La aeronave de Morales tuvo que aterrizar de emergencia en el aeropuerto de Viena el martes 2 de julio después de que Francia, Italia y Portugal no dieran permiso para que su avión sobrevolara su espacio aéreo, aparentemente por la sospecha de que el extécnico de la CIA Edward Snowden, que ha revelado los programas de espionaje de Estados Unidos, se encontraba a bordo del aparato.

El Gobierno de España ha manifestado en varias ocasiones que nunca denegó el permiso de vuelo al avión de Morales, aunque las autoridades bolivianas han denunciado que el embajador de España en Viena pretendía entrar en el avión del presidente para cerciorarse de que Snowden no iba en su interior, algo que también ha rechazado el Ejecutivo español.

"Somos conscientes de la decisión de los líderes del Mercosur de convocar a los embajadores de España, Francia, Italia y Portugal a sus capitales y al mismo tiempo de llamar a consultas a sus embajadores en estos países", ha explicado Maja Kocijancic, portavoz de la Alta Representante de Política Exterior y de Seguridad Común de la UE, Catherine Ashton.

La portavoz ha defendido que en una relación "tan amplia" como la que mantiene la UE con Latinoamérica "diferencias ocasionales pueden aparecer" y "lo importante es garantizar que se gestionan de forma madura y responsable".

"En el pasado, cuando han aparecido cuestiones bilaterales ocasionales de preocupación en relación a la acción de un país u otro, en el lado de la UE siempre hemos hecho esfuerzos para mantenerlas en perspectiva y gestionarlas de una manera que se evite dañar la relación birregional más amplia", ha subrayado Kocijancic.

"Esto no es para minimizar ninguna cuestión. Pero cuando algo es claramente una cuestión bilateral vinculada al comportamiento de un país u otro, no debe vincularse a la relación birregional en un sentido más amplio", ha recalcado la portavoz, que ha recordado que según la Convención de Chicago de la Organización de Aviación Civil Internacional (OACI) de 1944 "cualquier país tiene el derecho de rechazar el acceso a su espacio aéreo".

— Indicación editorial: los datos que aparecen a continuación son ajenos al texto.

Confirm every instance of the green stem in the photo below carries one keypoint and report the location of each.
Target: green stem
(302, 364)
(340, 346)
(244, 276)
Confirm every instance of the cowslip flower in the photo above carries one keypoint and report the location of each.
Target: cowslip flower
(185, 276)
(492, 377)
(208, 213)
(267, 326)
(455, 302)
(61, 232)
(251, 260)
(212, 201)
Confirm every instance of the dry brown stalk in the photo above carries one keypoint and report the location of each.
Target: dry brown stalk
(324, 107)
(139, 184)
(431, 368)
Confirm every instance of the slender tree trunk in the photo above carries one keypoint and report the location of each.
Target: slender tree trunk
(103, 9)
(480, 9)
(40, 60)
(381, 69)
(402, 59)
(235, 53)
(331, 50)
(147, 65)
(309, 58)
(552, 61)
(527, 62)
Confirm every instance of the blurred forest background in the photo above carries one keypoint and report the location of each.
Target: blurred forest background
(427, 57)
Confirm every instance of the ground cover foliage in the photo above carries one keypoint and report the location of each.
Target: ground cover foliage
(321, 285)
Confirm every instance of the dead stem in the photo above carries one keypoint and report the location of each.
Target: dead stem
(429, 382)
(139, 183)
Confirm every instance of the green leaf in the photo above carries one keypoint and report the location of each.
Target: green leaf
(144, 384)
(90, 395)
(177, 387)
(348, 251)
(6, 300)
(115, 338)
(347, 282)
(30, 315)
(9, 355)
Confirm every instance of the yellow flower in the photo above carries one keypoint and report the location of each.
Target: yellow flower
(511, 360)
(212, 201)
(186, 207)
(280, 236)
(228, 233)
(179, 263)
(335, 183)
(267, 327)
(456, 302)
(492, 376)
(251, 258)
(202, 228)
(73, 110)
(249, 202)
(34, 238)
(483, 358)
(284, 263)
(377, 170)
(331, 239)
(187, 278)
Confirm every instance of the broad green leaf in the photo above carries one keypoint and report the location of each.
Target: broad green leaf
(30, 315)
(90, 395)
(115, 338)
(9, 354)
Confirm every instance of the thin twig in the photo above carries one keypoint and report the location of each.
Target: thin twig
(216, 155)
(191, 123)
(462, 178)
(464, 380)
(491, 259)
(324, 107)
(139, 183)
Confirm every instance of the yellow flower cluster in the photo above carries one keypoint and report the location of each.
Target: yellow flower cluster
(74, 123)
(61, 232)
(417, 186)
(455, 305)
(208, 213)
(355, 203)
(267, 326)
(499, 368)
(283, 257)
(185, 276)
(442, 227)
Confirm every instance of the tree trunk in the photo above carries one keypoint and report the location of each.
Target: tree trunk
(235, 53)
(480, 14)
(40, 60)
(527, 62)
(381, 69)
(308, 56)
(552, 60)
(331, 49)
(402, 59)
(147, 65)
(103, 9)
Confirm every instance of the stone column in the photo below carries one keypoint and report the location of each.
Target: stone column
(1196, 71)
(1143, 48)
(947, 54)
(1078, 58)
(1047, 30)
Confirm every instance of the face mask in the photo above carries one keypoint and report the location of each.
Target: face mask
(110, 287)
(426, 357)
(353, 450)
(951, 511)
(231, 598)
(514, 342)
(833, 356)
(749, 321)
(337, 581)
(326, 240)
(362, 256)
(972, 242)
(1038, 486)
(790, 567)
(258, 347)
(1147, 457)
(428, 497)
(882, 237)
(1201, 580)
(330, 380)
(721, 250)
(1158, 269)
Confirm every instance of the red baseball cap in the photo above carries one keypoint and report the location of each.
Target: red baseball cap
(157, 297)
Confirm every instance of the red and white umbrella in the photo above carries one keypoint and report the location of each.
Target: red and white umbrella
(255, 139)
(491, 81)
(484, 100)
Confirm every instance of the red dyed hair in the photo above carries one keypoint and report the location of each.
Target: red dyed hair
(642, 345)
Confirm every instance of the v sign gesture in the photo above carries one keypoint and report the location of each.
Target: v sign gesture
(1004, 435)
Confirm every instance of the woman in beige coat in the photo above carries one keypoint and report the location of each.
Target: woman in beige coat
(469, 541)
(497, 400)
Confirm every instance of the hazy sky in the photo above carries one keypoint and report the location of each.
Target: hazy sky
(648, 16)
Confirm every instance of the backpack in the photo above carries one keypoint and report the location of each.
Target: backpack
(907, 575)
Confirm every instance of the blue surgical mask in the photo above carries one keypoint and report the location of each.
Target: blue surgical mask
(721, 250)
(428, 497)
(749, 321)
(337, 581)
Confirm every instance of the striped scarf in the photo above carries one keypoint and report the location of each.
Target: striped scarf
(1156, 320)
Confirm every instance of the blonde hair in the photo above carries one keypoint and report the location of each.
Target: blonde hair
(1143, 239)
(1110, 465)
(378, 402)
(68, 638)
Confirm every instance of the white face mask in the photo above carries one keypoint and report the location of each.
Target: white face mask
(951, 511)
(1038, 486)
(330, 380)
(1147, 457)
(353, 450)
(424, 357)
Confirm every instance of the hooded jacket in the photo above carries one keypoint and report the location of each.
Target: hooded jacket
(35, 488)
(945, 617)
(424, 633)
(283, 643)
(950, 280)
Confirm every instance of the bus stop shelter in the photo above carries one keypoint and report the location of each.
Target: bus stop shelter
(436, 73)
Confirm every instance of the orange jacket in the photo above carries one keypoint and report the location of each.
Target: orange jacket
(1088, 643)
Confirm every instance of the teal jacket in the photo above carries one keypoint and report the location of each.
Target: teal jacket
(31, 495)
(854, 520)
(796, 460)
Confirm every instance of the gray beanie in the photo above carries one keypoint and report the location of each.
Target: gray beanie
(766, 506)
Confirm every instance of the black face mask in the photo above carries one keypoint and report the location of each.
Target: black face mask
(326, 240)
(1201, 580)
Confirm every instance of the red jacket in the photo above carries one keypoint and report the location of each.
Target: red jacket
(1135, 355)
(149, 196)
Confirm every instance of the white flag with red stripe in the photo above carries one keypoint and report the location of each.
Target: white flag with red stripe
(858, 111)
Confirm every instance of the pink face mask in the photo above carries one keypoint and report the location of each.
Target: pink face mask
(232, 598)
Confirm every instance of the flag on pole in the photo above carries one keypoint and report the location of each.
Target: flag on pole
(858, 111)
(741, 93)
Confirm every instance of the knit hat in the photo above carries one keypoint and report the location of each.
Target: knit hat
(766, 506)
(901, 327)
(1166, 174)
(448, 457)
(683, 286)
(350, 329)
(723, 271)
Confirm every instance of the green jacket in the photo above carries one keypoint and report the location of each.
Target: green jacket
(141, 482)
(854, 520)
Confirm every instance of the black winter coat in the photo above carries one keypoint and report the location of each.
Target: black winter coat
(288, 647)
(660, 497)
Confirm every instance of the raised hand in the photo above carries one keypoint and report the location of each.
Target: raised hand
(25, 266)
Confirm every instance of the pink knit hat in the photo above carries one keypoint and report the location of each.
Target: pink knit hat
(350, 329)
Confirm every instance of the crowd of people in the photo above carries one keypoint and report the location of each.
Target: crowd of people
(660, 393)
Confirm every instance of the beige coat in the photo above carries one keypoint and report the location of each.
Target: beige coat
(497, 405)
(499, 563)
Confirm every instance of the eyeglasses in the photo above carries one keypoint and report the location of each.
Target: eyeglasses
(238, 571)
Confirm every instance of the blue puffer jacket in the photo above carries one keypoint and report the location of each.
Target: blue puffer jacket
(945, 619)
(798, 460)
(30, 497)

"Es una competencia de cada Estados miembro individual de la UE", ha insistido la portavoz, que ha recordado que la normativa sobre el Cielo Único Europeo también "reconoce la responsabilidad nacional de derechos de sobrevuelo de acuerdo con los acuerdos internacionales en este ámbito".

La portavoz de Ashton ha recordado que la relación entre la UE y Latinoamérica "se ha construido de forma cuidadosa a lo largo del tiempo y trae beneficios a ambas partes" como demuestra el amplio plan de acción que cubre la cooperación bilateral en "una multitud de cuestiones de interés mutuo" como ciencia y tecnología, medio ambiente, inmigración, educación y lucha contra las drogas y el hecho de que las partes celebran regularmente desde 1999 cumbres bilaterales, la última de ellas en enero en Santiago de Chile.

Kocijancic ha defendido que ambas partes mantiene relaciones "cercanas, amistosas y mutuamente beneficiosas" y que "la UE y América Latina cooperan estrechamente en muchas cuestiones políticas y económicas, a nivel regional y multilateral".

"Las relaciones están basadas en valores e historia compartidas y un alto grado de interdependencia económica", ha apostillado, recordando que la UE es el mayor inversión extranjero directo en Latinoamérica (43% del total) y es el segundo mayor socio comercial de la región. La UE negocia además un acuerdo de libre comercio con Mercosur.

"Generalmente compartimos posiciones muy similares en cambio climático, Derechos Humanos, gobernanza económica global y nos necesitamos para avanzar en nuestros respectivos objetivos", ha recalcado.